Enterprise Risk Management

Managing risk is a complex and nuanced business discipline. Every strategic decision within an enterprise carries with it both risk and opportunity. And because IBM’s business affects the fortunes of our shareholders, clients, business partners and employees, it is critical that the company takes a strategic and disciplined approach to enterprise risk management (ERM). We believe that effective risk management is critical to protecting and enhancing the value of the company.

For example, a key element of the company’s strategy has been focused on becoming the premier globally integrated enterprise. In the early part of the decade, the company drove implementation of a consistent set of processes and standards worldwide to reduce inefficiencies and improve collaboration. With its processes integrated, the company implemented a new operating model with work shared in global resource centers of excellence located where it made the most business sense.

The company is now embarking on the next generation of its transformation in which new capabilities and technologies like business analytics and cloud computing will drive performance. The proven principles of the globally integrated enterprise will be applied to all of the company’s spending to continue to drive additional productivity benefits in shared services, integrated operations and end-to-end process transformation.

In conjunction with our internal business transformation and global integration initiatives intended to improve quality and productivity and enable rapid scaling, we implement comprehensive risk mitigation strategies.

One of the most effective ways to manage risks in a global enterprise is to integrate a culture of risk identification, analysis and mitigation throughout the company. We began by infusing that culture into the business units, the most important dimension since that is where risk is taken for commercial gain, and subsequently focused on the geographic units and on the enterprise processes.

In 2010, we continued to further engage senior management in a collaborative approach to identifying, evaluating and managing enterprise-level risk. We communicated with the Audit Committee of the Board of Directors because an overall review of risk is inherent in the Board’s consideration of IBM’s long-term strategies and in transactions and other matters. In addition, our senior vice presidents, in acknowledgment of their accountability for managing risk to acceptable levels, have volunteered to lead the work for various identified risks. A key aspect of their leadership is the governance model and management system they are putting in place to foster collaboration and transparency in managing risk. And risk management has been integrated into our executive compensation system, designed to motivate our leaders to deliver a high degree of business performance without encouraging excessive risk taking.

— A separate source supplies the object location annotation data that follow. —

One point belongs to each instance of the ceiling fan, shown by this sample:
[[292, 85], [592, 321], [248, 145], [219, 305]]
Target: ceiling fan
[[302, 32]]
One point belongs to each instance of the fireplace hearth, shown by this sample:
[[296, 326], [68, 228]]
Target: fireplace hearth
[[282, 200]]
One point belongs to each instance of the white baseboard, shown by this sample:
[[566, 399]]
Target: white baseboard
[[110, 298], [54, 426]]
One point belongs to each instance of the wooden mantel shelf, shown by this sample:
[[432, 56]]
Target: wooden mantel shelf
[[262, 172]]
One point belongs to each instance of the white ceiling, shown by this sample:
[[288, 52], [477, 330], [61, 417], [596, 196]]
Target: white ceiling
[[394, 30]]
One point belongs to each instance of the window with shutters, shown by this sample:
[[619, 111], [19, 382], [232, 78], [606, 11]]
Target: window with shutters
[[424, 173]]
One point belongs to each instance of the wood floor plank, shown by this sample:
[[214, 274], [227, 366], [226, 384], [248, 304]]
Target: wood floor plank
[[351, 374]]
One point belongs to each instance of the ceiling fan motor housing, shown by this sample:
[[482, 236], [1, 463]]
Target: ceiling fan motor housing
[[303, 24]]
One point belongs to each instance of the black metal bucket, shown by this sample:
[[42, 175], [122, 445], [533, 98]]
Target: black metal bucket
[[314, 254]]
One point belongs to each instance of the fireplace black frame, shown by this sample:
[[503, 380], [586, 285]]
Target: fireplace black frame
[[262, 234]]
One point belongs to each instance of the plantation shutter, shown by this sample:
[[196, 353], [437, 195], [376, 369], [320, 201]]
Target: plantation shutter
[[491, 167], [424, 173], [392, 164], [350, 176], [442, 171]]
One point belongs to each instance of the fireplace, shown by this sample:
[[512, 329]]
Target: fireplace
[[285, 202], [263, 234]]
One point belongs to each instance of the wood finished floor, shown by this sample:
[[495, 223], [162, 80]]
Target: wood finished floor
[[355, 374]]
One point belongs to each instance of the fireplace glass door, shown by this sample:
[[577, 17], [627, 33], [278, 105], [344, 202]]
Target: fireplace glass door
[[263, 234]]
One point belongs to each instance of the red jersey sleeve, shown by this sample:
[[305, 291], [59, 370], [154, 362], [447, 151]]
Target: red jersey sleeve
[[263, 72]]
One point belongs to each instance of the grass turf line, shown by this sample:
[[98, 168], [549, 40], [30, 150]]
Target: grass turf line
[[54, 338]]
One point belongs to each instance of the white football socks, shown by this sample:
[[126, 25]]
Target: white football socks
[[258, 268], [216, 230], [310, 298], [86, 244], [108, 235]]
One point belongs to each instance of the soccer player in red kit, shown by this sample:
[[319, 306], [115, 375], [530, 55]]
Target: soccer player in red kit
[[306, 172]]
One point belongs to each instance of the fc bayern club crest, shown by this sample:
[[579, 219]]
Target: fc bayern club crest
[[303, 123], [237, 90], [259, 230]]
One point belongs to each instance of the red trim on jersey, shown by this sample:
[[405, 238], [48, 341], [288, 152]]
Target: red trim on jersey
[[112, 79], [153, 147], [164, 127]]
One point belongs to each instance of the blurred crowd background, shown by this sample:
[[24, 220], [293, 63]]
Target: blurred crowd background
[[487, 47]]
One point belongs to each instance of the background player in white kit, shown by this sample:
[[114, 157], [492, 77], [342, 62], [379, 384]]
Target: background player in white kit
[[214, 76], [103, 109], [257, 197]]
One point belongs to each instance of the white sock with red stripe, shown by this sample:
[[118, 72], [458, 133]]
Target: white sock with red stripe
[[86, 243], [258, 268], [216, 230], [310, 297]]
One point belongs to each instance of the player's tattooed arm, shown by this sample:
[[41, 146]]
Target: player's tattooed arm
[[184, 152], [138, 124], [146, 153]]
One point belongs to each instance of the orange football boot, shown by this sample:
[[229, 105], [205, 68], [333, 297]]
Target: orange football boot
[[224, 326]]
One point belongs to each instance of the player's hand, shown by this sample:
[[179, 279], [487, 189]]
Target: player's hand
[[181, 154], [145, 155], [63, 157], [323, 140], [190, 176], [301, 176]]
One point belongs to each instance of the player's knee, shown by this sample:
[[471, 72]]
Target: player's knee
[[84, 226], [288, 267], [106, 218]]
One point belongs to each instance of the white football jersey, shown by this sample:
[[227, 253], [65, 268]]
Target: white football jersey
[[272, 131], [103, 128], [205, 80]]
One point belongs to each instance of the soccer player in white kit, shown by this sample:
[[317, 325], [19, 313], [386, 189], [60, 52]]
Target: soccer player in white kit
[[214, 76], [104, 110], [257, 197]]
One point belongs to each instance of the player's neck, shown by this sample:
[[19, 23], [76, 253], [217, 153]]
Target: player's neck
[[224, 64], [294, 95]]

Throughout the company, the approach we take to identifying and managing risk is based on the ISO 30001 ERM Standard. We consider and assess potential financial, operational, regulatory and other risks to our business. And setting the context is especially important. There are risks we encounter because of where we do business, how we do business, and the nature of our offerings. It is particularly challenging to identify risks that have not been previously identified. We have enhanced our risk identification process over the past five years. The approach in 2010 included several sources. We analyzed our peers’ 10K filings. We worked with leading consultants. And we conducted a rigorous self-examination that included several rounds of reviews with approximately a hundred key executives. This effort resulted in some key changes to the set of enterprise-level risks that will receive senior executive focus in 2011.

Because the very nature of our business—information technology—changes so rapidly, we continually challenge ourselves to identify risks that we haven’t encountered before, or escalate the importance of existing risks due to changed circumstances. Going forward, IBM intends to continue to drive a culture of risk management into all parts of the enterprise, allowing for business, geography and process experts to define and manage risk at increasingly granular levels.